Светлый фон
В беспамятстве ночная песнь поется. Не слышно птиц. Бессмертник не цветет. Прозрачны гривы табуна ночного. В сухой реке пустой челнок плывет. Среди кузнечиков беспамятствует слово.

Тут ничего нельзя схватить за нос. Тяжелая конкретность во власти невесомого интеллекта…

Я стремился добиться этого приоритета «невесомости» в своих псковских этюдах. Я рисовал портрет «Ведьмы», на которую мне как на ведьму указали ее соседи. Персонажи «Земство обедает» меня не удовлетворяли, я видел в них больше!

 

Я описываю тонюсенький-растонюсенький «слойчик», не слой даже, той петроградской жизни. Жизни художников, поэтов, даже не ученых! Это сливочки в бадейке молока, которые можно снять безопасной бритвой! 15–20 человек, ну, тридцать от силы, в нации в 200 миллионов человеко-единиц, человеко-едоков!

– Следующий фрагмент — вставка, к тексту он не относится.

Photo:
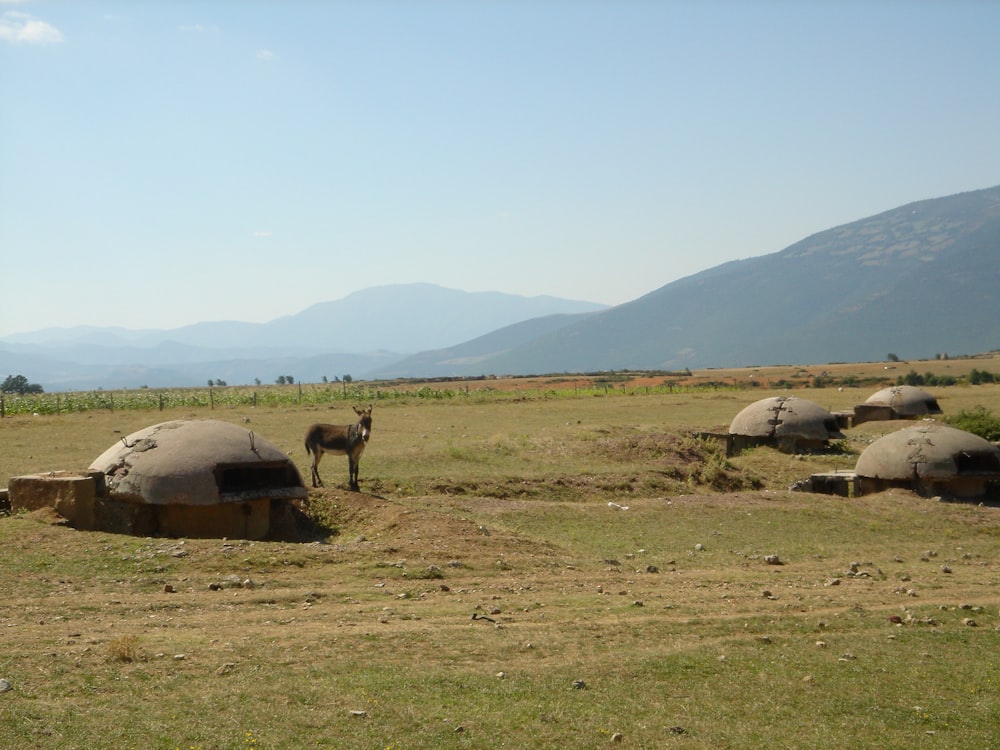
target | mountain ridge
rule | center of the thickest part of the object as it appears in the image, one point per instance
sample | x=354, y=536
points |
x=919, y=280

Пожалуй, даже и бритвой не снимешь. Французы изловчились выдумать «словечко» для этого: «Point de fleur». Точки цветка! Мы не имели надобности в этом понятии!

Мне скажут: это узко! Да, это мелко! Не думаю.

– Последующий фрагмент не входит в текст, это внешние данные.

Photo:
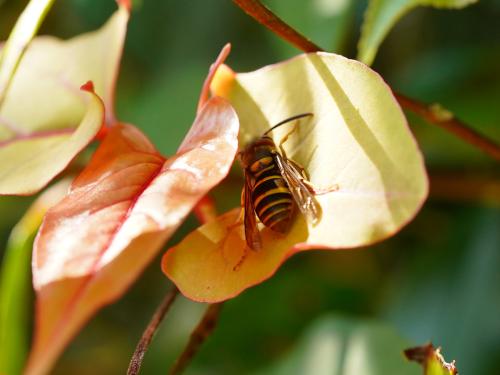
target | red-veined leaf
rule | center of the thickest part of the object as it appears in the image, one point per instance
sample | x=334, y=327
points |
x=118, y=213
x=43, y=108
x=358, y=140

А та Большая Жизнь бурлила, рвала скалы, и неслась Великая Река по новому руслу. Сколько новых людей приехало в этот город. Приехали учиться, приехали действовать, а не «услужать», как раньше! Быть дворниками и горничными!

Они учились в вузах, жаждали вступить на высшую ступень культуры в жизни, они выгружали мокрые дрова из барж в свободное от «учебы» время (это слово появилось тогда, раньше русский язык не принял бы его в свое лоно как «урода»). Работали по ночам на железной дороге, чтобы как-то улучшить паек, чтобы «пошамать» и отдохнуть на «койке»! И грызли, грызли гранит науки!

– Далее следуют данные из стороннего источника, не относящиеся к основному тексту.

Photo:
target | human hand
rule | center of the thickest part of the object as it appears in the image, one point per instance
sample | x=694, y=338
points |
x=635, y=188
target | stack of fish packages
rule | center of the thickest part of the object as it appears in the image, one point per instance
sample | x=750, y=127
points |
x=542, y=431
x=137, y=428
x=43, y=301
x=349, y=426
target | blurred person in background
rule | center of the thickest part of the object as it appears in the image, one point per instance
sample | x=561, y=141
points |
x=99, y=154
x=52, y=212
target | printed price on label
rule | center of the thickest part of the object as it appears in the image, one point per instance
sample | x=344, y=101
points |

Но я не призван быть бытописателем эпохи! Я не писатель. Я ведь и этот «слойчик» стал описывать случайно.

Но вы бы зарисовали их!

Нет! Жизнь требовала, чтобы я рисовал их «романтически», с прищуренными глазами! Реальность люди не ценили. Она их угнетала и придавляла! Может быть, они были правы!

Я рисовал крестьян и был в этом свободен! Последние годы они еще носили тот облик, который носили тысячелетия…

Я уверен, что Аристофан в «Лисистрате», описывая «Скифа», ночного караульщика в Афинах, описывал русского мужика, толстовского мужика!

Разве художник не имел права последний раз в него всмотреться! Ведь после блестящего спектакля находятся люди, которые, сойдя со своих мест, подходят к барьеру оркестра и аплодируют действующим лицам! Мне как художнику хотелось сделать то же!

 

Великий город мелел, как Великая река… Уходила вода из почвы… Не было ассигновок., или они были «урезаны». Это все новые слова, к которым надо было привыкнуть… Москва забирала себе все деньги, людей… энергию, инициативу… Но только ли во всем виноваты эти самые деньги, которые можно давать или не давать… Может быть, и что-то… «венецианское», внутренняя усталость! Появились эксперты прекрасного, «спецы» по вкусу, консультанты по художественной культуре. Эрудиты, эрудиты, эрудиты — тридцать тысяч эрудитов, как сказал бы незабвенный Иван Александрович Хлестаков, и он был бы здесь более прав, чем относительно «курьеров»! Перенасыщенный раствор эрудитовизма! Вот они-то и потребовали, чтобы было «не хуже»!